Software RAID Failure - my experience and solution
I just wanted to share this information with the iCloud community.
I searched a bit and did not find much information that was useful with regard to my software RAID issue.
I have 27 inch Mid 2011 iMac with SSD and Hard drive which has been great.
I added an external hard drive (I think if I mention any brand name the moderator will delete this post) which includes an nice aluminum case with two 3 TB hard drives within it, and it has a big blue light on the front and is connected via Thunderbolt. This unit is about 2 years old and I have it configured in a 3 TB mirrored RAID (RAID 1) via a software RAID configured via Mac OS Disk Utility.
I had at one point a minor glitch which was fixed using another piece of software (again if I mention a brand the moderator will delete this post) which is like a 'Harddrive Fighter' or similar type name LOL. So otherwise that RAID has served me well as a site for my Time Machine back up and Aperture Vault, etc. (I created a 1.5 TB Sparse bundle for Time Machine so that the backup would not use the entire 3 TBs)
I recently purchased a second aluminum block of drives, and set that up as a 4 TB RAID 1.
Each of the two RAIDs are set with the option of “Automatically rebuild RAID mirror sets” checked.
I put only about 400 gb on the new RAID to let it sit for a ‘burning in period.’
A few days ago the monitoring software from the vendor who sells the aluminum block of drives told me I had a problem. One of the drives had “Failed.” The monitoring software strangely enough does not distinguish the drives so you can figure out which pair had the issue, so I assumed it was the New 8 TB model. Long story short, it was the older 6 TB model, but that does not matter for this discussion.
I contacted the vender and this is part of their response.
“This is an indication that the Disk Utility application in Mac had a momentary problem communicating with the drive mechanism. As a result, it marked that drive as "failed" in the header information. Unfortunately, once this designation is applied to a drive by the OS, the Disk Utility will thereafter refuse to attempt any further operations with that disk until the incorrect "failed" marker is manually cleared off the drive.”
That did not sound very good to me…..back up killed by a SOFTWARE GLITCH?
“The solution is to remove the corrupted volume header, and allow the generation of a new one….This command will need to be done for each disk in the array… (using Terminal)…
diskutil zerodisk (identifier)
…3. After everything is finished, you should be able to exit Terminal, and go back into the Disk Utility Application to re-configure the RAID array on the device.”
Furthermore they said.
“If the Disk Utility has placed a flag into the RAID array header (which exists on both drives) then performing this procedure on a single drive will not correct anything.”
And…
“When a drive actually does fail, it typically stops appearing in the Disk Utility application altogether. In that circumstance, it will never be marked "failed" by the Disk Utility, so the header erase operation is not needed.”
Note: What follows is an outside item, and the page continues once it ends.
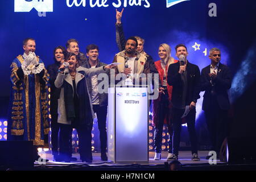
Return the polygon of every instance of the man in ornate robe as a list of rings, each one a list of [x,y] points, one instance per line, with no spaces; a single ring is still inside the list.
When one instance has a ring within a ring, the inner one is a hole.
[[[49,131],[49,78],[44,63],[35,54],[35,40],[25,39],[23,48],[23,55],[17,56],[10,67],[7,140],[32,140],[36,148],[44,145]]]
This all sounded like a bad idea to me. And what does the Vendors RAID monitor software say then? “Disk Really Really FAILED, check for a fire.”
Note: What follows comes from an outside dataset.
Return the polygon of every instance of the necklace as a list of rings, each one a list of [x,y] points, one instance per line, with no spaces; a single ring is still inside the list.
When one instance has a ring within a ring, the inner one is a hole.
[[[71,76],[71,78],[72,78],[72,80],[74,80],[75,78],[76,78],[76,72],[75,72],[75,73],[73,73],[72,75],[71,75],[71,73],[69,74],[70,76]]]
As I tried to figure out which drive was actually the bad RAID pair I stumbled on a solution.
First I noted that the OS Disk Utility did NOT show a fault in the RAID. It listed both RAIDS as “Online.’ Thus no rebuilding was needed and it did not begin the rebuild process.
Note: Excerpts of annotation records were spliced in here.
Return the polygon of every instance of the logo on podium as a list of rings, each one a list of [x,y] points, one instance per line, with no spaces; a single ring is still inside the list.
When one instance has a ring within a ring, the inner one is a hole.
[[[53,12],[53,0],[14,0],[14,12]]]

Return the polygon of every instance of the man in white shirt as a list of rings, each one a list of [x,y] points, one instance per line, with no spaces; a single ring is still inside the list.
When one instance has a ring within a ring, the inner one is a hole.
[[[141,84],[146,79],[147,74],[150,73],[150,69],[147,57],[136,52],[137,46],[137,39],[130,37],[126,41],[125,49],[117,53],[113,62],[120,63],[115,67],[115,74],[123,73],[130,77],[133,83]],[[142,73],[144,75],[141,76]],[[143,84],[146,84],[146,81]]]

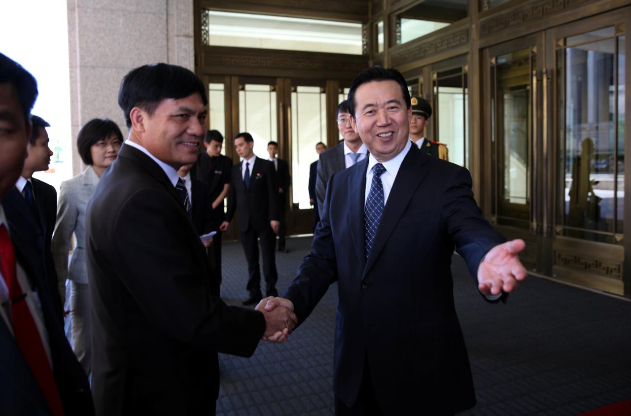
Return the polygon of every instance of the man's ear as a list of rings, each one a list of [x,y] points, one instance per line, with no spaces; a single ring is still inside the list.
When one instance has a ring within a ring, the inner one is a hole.
[[[129,119],[131,120],[131,127],[138,132],[144,131],[144,122],[146,114],[141,109],[134,107],[129,112]]]
[[[354,116],[349,116],[350,119],[351,121],[351,127],[355,130],[355,132],[359,134],[359,131],[357,129],[357,121],[355,119]]]

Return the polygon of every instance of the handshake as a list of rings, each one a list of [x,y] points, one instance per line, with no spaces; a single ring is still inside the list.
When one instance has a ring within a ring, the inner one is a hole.
[[[269,296],[259,302],[254,309],[265,317],[264,341],[285,342],[298,322],[293,313],[293,304],[289,299]]]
The Vendors disk monitor software saw some fault, but Mac was still able to read and write to the RAID, both disks in the mirror. I wrote a folder to the RAID and with various rebooting steps I pulled the “Bad” drive and looked at the “Good” Drive….the folder was there…I put the Bad drive back in and pulled the Good Drive and the folder was there on the “bad” drive. So it wrote to both drives. AND THE VENDORS MONITORING SOFTWARE SHOWED THE PREVIOUSLY LABELED ‘BAD’ DRIVE AS ‘GOOD’ AND THE MISSING DRIVE SLOT AS ‘BAD’.
My stumbled FIX. I moved a bunch of files off the failed RAID to the new RAID but before I moved the sparse bundle, a folder of 500 gigs movies and some other really big folders the DISK UTILITY WINDOW (which I still had open) now showed that the RAID had a Defect and began rebuilding the mirror set itself, out of the blue! I don't know why this happened. But moving about 1/2 of the data off of it perhaps did something? Any Ideas?
This process took a few hours as best I can tell (let it run overnight) and the next day the RAID was fine and the Vendors RAID monitor did not show a fault any longer.
So, the Vendors RAID monitoring software reporting a “FAILED” drive without any specific error codes to look up. Perhaps they could have more info for the user on the specific fault? The support line of the the Vendor said with certainty “the Volume Header is corrupted” and THE ONLY FIX is to completely ZERO THE DRIVE! This was not necessary as it turns out.
And the stick in the eye to me…..
“I've also sometimes seen the drives get marked as "failed" by the disk utility due to a shaky connection. In some cases, swapping the ends of the Thunderbolt cable will help with this. Something to try, perhaps, if your problems come back. “
Ya Right…..
Mike
iMac, Mac OS X (10.7.2), 27